Она долго просидела в углу на диване, погрузившись в думы. О чем только не передумала, как только не за-
щищалась от бесконечных черных мыслей. «Ахти, беда-а-а-а-а! Правильно сказано: «Не дает господь ребенку того, чего мать желает!» Вот и у меня с Манчей так! Но, может, не так все плохо получится...»
— Дона! Эй, Дона! Дона, егоза деревенская! — позвала Евда служанку.
— Что желаете, тетушка?
— Сбегай-ка, детка, к чорбаджи Тасе и скажи: «Кличет тебя тетка Евда по важному делу!» — только попроси поторопиться.
* * *
Вскоре явился и чорбаджи Таса, дальний родственник Евды, нечто вроде деверя он ей приходился, а Евда ему вроде невестки. Евда обращалась к нему всегда, когда попадала в беду и требовался мудрый совет; он охотно тотчас отзывался и как родич, и как тайный воздыхатель, годами безнадежно питавший к ней нежные чувства. Вздыхал он, когда Евда была еще девушкой, и так до сих пор не переставал вздыхать, но об этом, разумеется, Евда не должна была знать...
— Что скажешь, невестушка? — спросил ее Таса.— Зачем я тебе понадобился?

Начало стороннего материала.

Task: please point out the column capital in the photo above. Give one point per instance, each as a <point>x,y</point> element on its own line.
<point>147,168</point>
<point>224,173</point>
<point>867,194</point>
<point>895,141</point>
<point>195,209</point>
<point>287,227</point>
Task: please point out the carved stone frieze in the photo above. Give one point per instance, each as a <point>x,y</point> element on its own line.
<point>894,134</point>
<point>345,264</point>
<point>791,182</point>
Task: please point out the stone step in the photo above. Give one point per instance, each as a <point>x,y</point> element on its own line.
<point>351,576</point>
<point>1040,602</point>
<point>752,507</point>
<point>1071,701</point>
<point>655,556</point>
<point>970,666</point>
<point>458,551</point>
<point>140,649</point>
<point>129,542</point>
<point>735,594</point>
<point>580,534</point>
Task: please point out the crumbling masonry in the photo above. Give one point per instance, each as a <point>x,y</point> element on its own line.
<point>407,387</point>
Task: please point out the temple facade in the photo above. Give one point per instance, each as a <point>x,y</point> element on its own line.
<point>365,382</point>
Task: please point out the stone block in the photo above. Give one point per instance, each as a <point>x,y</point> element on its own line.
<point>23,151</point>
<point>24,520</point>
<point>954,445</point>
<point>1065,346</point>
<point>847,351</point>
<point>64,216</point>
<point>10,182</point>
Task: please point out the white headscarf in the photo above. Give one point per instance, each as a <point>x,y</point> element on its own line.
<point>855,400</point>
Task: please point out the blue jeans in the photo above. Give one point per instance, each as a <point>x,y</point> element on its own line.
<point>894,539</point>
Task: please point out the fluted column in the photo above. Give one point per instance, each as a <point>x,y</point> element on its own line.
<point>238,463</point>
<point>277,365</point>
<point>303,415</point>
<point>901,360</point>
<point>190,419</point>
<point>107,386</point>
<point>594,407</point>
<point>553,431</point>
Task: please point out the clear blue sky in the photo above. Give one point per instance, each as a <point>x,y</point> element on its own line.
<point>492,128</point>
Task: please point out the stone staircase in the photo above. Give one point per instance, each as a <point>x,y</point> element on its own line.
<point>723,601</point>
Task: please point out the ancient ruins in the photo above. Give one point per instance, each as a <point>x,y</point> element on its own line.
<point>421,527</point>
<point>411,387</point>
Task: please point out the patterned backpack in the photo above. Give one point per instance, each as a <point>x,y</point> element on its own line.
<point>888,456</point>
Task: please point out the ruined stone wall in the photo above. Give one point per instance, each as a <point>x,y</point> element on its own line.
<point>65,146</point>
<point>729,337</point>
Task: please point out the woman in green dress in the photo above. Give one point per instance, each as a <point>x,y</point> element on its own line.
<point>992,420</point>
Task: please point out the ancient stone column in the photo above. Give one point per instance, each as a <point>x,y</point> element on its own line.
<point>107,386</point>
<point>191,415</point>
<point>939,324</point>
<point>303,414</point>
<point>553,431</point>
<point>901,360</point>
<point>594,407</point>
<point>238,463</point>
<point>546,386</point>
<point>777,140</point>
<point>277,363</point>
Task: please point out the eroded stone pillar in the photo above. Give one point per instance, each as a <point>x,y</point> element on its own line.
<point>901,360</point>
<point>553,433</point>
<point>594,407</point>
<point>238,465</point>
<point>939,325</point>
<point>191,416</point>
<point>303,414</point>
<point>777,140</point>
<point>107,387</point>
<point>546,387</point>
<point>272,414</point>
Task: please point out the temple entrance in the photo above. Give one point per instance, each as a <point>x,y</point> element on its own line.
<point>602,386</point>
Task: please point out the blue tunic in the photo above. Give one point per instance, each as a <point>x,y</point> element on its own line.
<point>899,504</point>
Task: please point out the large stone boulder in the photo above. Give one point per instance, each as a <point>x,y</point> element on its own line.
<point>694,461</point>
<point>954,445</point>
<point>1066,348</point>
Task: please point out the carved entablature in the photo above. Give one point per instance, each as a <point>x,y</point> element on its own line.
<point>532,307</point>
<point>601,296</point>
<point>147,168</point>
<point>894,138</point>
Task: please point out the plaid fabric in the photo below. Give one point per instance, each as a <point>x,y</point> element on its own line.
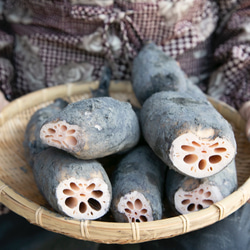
<point>68,41</point>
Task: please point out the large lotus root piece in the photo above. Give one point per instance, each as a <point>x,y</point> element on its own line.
<point>135,207</point>
<point>153,71</point>
<point>187,194</point>
<point>93,128</point>
<point>137,187</point>
<point>83,199</point>
<point>77,188</point>
<point>199,158</point>
<point>197,199</point>
<point>187,133</point>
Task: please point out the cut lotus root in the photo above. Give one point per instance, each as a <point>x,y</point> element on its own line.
<point>81,199</point>
<point>197,199</point>
<point>135,207</point>
<point>200,158</point>
<point>61,135</point>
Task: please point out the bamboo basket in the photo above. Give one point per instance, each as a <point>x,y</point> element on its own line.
<point>18,190</point>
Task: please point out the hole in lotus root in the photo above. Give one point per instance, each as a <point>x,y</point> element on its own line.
<point>68,192</point>
<point>90,187</point>
<point>138,204</point>
<point>71,140</point>
<point>185,202</point>
<point>82,207</point>
<point>51,131</point>
<point>63,128</point>
<point>189,159</point>
<point>130,205</point>
<point>191,207</point>
<point>208,202</point>
<point>196,144</point>
<point>199,207</point>
<point>94,204</point>
<point>74,186</point>
<point>56,141</point>
<point>207,194</point>
<point>97,193</point>
<point>201,191</point>
<point>71,131</point>
<point>71,202</point>
<point>127,210</point>
<point>202,164</point>
<point>215,159</point>
<point>220,150</point>
<point>187,148</point>
<point>143,218</point>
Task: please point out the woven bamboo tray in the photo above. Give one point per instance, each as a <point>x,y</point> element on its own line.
<point>19,193</point>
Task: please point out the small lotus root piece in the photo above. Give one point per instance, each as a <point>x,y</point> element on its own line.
<point>197,199</point>
<point>135,207</point>
<point>83,199</point>
<point>187,194</point>
<point>200,158</point>
<point>32,142</point>
<point>77,188</point>
<point>137,186</point>
<point>93,128</point>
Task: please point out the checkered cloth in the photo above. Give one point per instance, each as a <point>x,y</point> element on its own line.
<point>47,43</point>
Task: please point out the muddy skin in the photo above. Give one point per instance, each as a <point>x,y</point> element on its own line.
<point>153,71</point>
<point>32,142</point>
<point>138,187</point>
<point>93,128</point>
<point>186,194</point>
<point>76,188</point>
<point>187,133</point>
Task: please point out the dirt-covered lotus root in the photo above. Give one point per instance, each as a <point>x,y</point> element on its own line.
<point>188,134</point>
<point>32,142</point>
<point>138,187</point>
<point>187,194</point>
<point>77,188</point>
<point>153,71</point>
<point>93,128</point>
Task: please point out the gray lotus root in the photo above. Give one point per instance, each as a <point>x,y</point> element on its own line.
<point>197,199</point>
<point>187,194</point>
<point>83,199</point>
<point>62,135</point>
<point>137,185</point>
<point>199,157</point>
<point>188,133</point>
<point>135,207</point>
<point>80,189</point>
<point>93,128</point>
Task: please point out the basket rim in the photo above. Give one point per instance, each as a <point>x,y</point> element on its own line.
<point>91,230</point>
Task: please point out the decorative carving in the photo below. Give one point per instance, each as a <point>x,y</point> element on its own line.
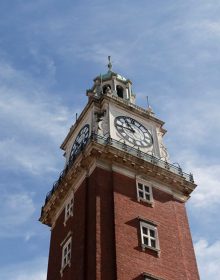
<point>163,150</point>
<point>101,126</point>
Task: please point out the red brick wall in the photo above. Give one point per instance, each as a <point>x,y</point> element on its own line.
<point>106,237</point>
<point>76,224</point>
<point>176,260</point>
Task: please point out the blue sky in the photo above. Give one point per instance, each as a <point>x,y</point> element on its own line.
<point>50,51</point>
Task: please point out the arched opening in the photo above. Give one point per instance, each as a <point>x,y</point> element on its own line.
<point>106,88</point>
<point>120,91</point>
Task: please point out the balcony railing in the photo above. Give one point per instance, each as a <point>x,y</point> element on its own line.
<point>149,157</point>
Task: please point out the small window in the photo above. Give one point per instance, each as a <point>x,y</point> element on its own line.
<point>120,91</point>
<point>144,191</point>
<point>68,209</point>
<point>66,253</point>
<point>149,236</point>
<point>106,89</point>
<point>147,276</point>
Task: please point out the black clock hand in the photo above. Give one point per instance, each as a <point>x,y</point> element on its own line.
<point>129,128</point>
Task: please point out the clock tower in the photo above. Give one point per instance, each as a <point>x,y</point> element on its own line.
<point>117,210</point>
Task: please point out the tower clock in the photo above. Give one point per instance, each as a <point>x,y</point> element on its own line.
<point>117,211</point>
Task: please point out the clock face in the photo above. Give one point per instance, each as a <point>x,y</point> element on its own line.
<point>133,131</point>
<point>80,141</point>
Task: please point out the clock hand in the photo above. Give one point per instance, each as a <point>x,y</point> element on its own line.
<point>129,128</point>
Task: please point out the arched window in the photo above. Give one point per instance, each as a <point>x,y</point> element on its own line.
<point>120,90</point>
<point>106,88</point>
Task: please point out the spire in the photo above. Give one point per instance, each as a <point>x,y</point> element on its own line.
<point>109,64</point>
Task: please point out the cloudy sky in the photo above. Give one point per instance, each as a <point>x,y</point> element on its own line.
<point>50,51</point>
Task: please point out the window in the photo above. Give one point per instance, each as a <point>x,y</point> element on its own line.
<point>66,253</point>
<point>68,209</point>
<point>149,236</point>
<point>144,191</point>
<point>147,276</point>
<point>120,90</point>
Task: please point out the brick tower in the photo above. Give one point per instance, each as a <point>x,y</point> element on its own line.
<point>117,210</point>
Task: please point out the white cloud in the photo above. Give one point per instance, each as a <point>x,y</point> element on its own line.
<point>208,190</point>
<point>32,123</point>
<point>208,258</point>
<point>30,270</point>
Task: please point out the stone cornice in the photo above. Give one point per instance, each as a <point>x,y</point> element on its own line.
<point>117,101</point>
<point>89,158</point>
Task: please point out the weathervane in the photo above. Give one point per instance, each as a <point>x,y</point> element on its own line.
<point>109,63</point>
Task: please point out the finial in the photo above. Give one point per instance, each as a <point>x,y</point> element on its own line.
<point>149,109</point>
<point>109,63</point>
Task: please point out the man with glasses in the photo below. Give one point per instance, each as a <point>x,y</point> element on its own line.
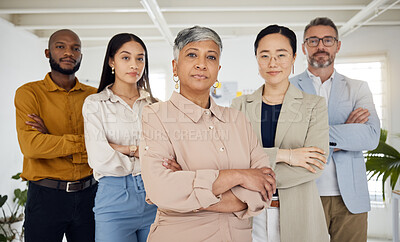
<point>353,127</point>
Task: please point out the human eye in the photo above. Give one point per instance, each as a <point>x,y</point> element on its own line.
<point>328,40</point>
<point>313,41</point>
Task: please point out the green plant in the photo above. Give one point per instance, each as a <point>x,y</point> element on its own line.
<point>384,161</point>
<point>12,214</point>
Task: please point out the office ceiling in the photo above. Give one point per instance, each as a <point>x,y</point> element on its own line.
<point>96,21</point>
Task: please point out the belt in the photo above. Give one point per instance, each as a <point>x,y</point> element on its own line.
<point>275,204</point>
<point>68,186</point>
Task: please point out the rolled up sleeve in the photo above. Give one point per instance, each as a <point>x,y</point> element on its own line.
<point>258,159</point>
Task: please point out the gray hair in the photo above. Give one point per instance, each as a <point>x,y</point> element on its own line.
<point>194,34</point>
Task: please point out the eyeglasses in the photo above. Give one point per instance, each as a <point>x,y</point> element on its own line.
<point>280,58</point>
<point>328,41</point>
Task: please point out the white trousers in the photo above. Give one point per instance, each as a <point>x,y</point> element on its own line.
<point>266,226</point>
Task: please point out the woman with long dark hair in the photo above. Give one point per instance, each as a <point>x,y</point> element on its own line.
<point>112,129</point>
<point>293,128</point>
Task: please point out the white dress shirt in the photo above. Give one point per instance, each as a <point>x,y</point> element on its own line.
<point>327,183</point>
<point>108,118</point>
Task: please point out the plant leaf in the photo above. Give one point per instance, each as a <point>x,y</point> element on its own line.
<point>3,200</point>
<point>16,176</point>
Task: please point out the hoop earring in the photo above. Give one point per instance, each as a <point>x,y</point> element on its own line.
<point>216,86</point>
<point>176,81</point>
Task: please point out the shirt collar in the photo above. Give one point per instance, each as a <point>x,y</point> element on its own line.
<point>317,79</point>
<point>52,86</point>
<point>194,111</point>
<point>108,94</point>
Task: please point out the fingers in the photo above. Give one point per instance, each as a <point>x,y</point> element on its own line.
<point>264,195</point>
<point>36,126</point>
<point>272,185</point>
<point>36,118</point>
<point>171,164</point>
<point>316,149</point>
<point>359,115</point>
<point>318,157</point>
<point>269,190</point>
<point>268,171</point>
<point>309,168</point>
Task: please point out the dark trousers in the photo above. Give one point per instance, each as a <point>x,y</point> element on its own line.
<point>51,213</point>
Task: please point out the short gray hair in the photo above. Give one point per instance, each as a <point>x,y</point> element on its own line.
<point>195,34</point>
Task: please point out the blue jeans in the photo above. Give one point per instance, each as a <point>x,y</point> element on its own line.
<point>121,212</point>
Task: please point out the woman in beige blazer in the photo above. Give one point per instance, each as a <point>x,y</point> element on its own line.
<point>296,126</point>
<point>224,169</point>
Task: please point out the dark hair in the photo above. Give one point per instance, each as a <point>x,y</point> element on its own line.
<point>113,46</point>
<point>321,21</point>
<point>276,29</point>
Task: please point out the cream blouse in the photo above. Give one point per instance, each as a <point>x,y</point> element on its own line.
<point>203,142</point>
<point>108,118</point>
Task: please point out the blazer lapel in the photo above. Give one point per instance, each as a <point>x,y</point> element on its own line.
<point>306,84</point>
<point>289,113</point>
<point>253,110</point>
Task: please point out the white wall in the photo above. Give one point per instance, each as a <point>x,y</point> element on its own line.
<point>23,60</point>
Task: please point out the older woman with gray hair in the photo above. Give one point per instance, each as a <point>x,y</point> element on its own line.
<point>221,176</point>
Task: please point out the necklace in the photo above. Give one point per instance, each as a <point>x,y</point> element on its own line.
<point>268,101</point>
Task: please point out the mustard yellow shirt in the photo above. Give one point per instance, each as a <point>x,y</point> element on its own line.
<point>60,155</point>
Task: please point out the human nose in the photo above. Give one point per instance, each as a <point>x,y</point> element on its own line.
<point>134,65</point>
<point>273,61</point>
<point>201,64</point>
<point>68,52</point>
<point>320,44</point>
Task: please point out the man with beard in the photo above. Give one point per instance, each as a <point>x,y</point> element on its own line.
<point>50,133</point>
<point>353,127</point>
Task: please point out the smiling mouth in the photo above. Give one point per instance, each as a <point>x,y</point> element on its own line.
<point>201,77</point>
<point>68,61</point>
<point>133,73</point>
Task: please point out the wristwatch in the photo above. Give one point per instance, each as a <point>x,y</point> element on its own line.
<point>132,150</point>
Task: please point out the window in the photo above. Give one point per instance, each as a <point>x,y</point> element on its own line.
<point>372,70</point>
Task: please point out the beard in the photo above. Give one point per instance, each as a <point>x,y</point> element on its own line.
<point>56,67</point>
<point>317,62</point>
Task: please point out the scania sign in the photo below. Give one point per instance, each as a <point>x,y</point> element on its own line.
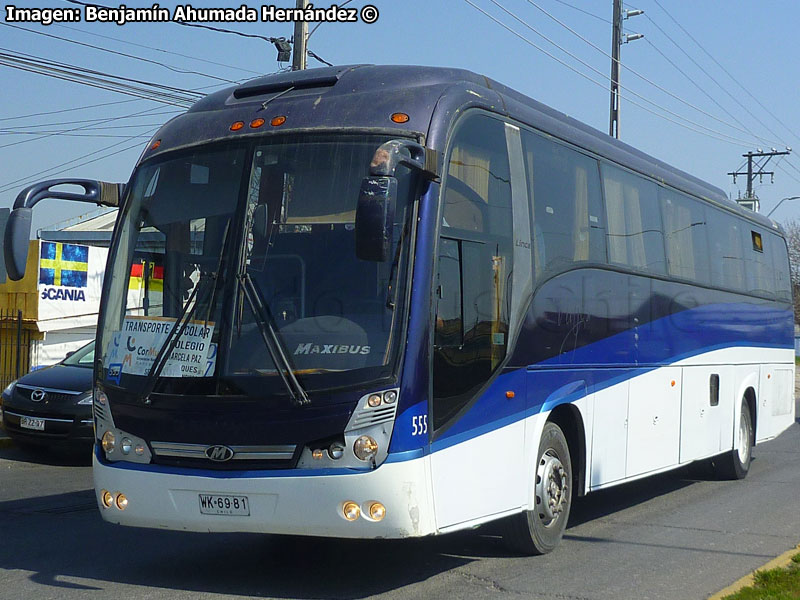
<point>219,453</point>
<point>63,294</point>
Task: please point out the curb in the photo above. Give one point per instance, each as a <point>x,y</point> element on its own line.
<point>779,562</point>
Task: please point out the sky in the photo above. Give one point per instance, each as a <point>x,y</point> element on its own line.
<point>710,80</point>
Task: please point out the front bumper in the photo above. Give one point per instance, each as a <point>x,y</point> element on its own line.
<point>294,502</point>
<point>58,428</point>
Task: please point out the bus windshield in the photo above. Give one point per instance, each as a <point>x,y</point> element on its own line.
<point>218,246</point>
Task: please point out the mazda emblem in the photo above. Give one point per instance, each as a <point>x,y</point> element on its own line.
<point>219,453</point>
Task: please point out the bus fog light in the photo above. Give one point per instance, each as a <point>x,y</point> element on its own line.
<point>377,511</point>
<point>336,451</point>
<point>108,442</point>
<point>365,448</point>
<point>351,511</point>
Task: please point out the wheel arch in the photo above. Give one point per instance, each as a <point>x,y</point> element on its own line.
<point>749,396</point>
<point>569,419</point>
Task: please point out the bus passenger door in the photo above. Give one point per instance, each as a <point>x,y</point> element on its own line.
<point>478,429</point>
<point>706,411</point>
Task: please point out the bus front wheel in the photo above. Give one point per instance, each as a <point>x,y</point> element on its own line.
<point>538,531</point>
<point>736,463</point>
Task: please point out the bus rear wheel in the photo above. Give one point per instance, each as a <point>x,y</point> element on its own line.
<point>736,463</point>
<point>538,531</point>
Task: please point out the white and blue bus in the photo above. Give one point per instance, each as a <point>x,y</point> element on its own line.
<point>388,301</point>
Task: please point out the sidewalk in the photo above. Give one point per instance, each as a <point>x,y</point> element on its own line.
<point>5,441</point>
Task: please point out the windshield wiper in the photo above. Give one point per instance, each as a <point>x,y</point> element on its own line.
<point>264,320</point>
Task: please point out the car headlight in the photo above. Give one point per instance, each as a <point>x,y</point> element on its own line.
<point>10,388</point>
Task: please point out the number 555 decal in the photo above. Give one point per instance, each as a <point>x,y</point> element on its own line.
<point>419,425</point>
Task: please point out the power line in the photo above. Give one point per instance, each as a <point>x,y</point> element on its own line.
<point>124,54</point>
<point>639,75</point>
<point>55,112</point>
<point>710,132</point>
<point>270,40</point>
<point>45,136</point>
<point>586,12</point>
<point>66,134</point>
<point>47,61</point>
<point>98,79</point>
<point>11,185</point>
<point>99,120</point>
<point>743,87</point>
<point>154,49</point>
<point>711,77</point>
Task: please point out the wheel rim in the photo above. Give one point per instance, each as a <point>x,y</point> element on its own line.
<point>744,438</point>
<point>552,488</point>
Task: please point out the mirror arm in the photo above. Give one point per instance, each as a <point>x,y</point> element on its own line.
<point>394,153</point>
<point>95,192</point>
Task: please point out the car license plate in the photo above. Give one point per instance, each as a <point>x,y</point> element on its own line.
<point>214,504</point>
<point>31,423</point>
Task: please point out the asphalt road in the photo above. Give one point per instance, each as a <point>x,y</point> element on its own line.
<point>681,535</point>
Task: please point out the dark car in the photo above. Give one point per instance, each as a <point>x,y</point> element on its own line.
<point>52,405</point>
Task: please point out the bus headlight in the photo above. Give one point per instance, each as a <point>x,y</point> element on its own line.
<point>108,442</point>
<point>365,448</point>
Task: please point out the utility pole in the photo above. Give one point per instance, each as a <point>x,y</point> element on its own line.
<point>756,169</point>
<point>617,39</point>
<point>300,35</point>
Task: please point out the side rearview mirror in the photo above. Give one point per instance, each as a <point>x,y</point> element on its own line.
<point>15,243</point>
<point>378,195</point>
<point>375,218</point>
<point>18,227</point>
<point>260,221</point>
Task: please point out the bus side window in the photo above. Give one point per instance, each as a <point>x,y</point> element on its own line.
<point>725,246</point>
<point>635,238</point>
<point>780,263</point>
<point>685,235</point>
<point>758,267</point>
<point>474,272</point>
<point>566,206</point>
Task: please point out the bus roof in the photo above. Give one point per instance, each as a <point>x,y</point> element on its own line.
<point>363,97</point>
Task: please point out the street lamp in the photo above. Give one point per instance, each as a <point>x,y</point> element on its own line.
<point>781,202</point>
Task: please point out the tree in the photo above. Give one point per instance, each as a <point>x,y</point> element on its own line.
<point>792,229</point>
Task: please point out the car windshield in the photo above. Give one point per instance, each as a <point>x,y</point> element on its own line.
<point>229,249</point>
<point>83,357</point>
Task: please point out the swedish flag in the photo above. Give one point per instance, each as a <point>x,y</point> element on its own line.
<point>63,264</point>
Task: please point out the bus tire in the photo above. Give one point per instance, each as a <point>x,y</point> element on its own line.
<point>736,463</point>
<point>538,531</point>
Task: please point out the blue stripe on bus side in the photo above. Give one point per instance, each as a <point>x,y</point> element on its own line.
<point>553,377</point>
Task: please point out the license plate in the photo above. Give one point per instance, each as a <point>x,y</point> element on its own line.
<point>214,504</point>
<point>31,423</point>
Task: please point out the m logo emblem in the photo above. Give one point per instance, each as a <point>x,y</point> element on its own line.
<point>219,453</point>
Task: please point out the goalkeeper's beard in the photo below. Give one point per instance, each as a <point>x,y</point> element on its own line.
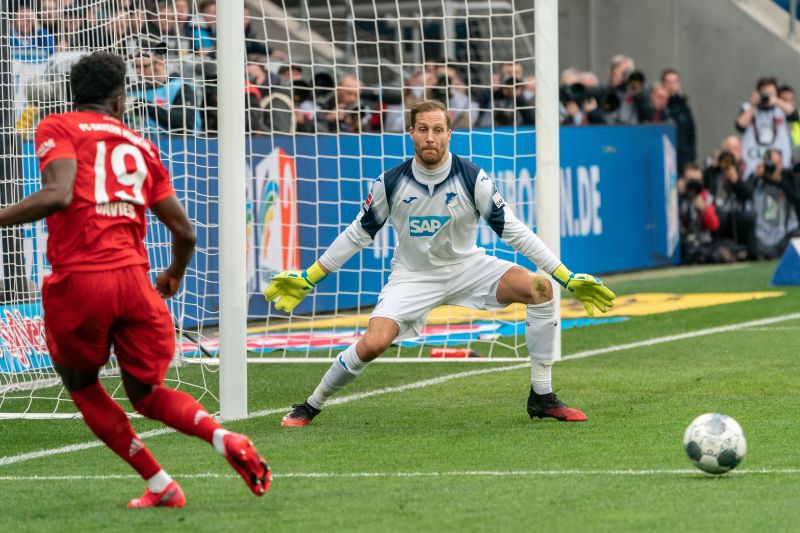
<point>431,158</point>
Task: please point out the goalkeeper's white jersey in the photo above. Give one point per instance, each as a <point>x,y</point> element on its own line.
<point>436,224</point>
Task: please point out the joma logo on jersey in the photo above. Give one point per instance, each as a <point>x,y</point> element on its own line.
<point>425,226</point>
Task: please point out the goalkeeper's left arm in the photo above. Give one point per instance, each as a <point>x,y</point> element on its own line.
<point>494,210</point>
<point>288,288</point>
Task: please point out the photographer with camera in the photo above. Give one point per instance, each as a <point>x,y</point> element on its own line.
<point>579,95</point>
<point>451,91</point>
<point>681,114</point>
<point>763,124</point>
<point>627,99</point>
<point>775,199</point>
<point>698,218</point>
<point>723,179</point>
<point>342,112</point>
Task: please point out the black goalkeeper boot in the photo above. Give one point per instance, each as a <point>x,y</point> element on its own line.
<point>542,405</point>
<point>301,415</point>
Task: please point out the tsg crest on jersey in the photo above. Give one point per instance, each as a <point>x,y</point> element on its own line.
<point>425,226</point>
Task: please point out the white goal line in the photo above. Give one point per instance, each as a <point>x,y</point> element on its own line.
<point>27,456</point>
<point>445,474</point>
<point>577,355</point>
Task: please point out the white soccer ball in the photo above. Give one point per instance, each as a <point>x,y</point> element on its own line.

— Позвала тебя, братец Таса, чтоб поделиться, беда у меня большая... Это моя шальная головушка... Манча. Задумала его женить, а он отбрыкивается, что норовистый осел от вьючного седла... Времена нынче! Упаси бог!.. Ни отца, ни матери не слушают! Ничего не признают, все им нипочем, братец Таса!.. Как же так?.. Никто меня и не спрашивает, а я все-таки мать!..
— Эх,— вздохнул Таско,— такова, Евда, наша судьба... Когда мы были детьми, никто — ни отец, ни мать нашего желания не спрашивали, а сейчас, когда мы сами родители, нас не спрашивают дети!.. Раньше старики нас не спрашивали, а сейчас дети не спрашивают. Вот такова-то, Евда, как ты только что сказала, наша судьба!..
— Но не то, братец Таско, меня мучит и страшит, чтоб мне свету божьего не видеть! Нет, пусть себе не спрашивает, пусть, братец Таско! Что мне до того! Другие нынче времена! Сербия! Сербия, свобода! На здоровье! Пусть не спрашивает, пусть выберет себе по душе. Мой покойный Джорджия тоже не спрашивал, а сказал моему отцу: «Если не отдадите по-хорошему, женюсь на вашей Едве уводом — Сербия и граница близко!» Боюсь я до смерти, как бы не взял он какую залетную шлюху.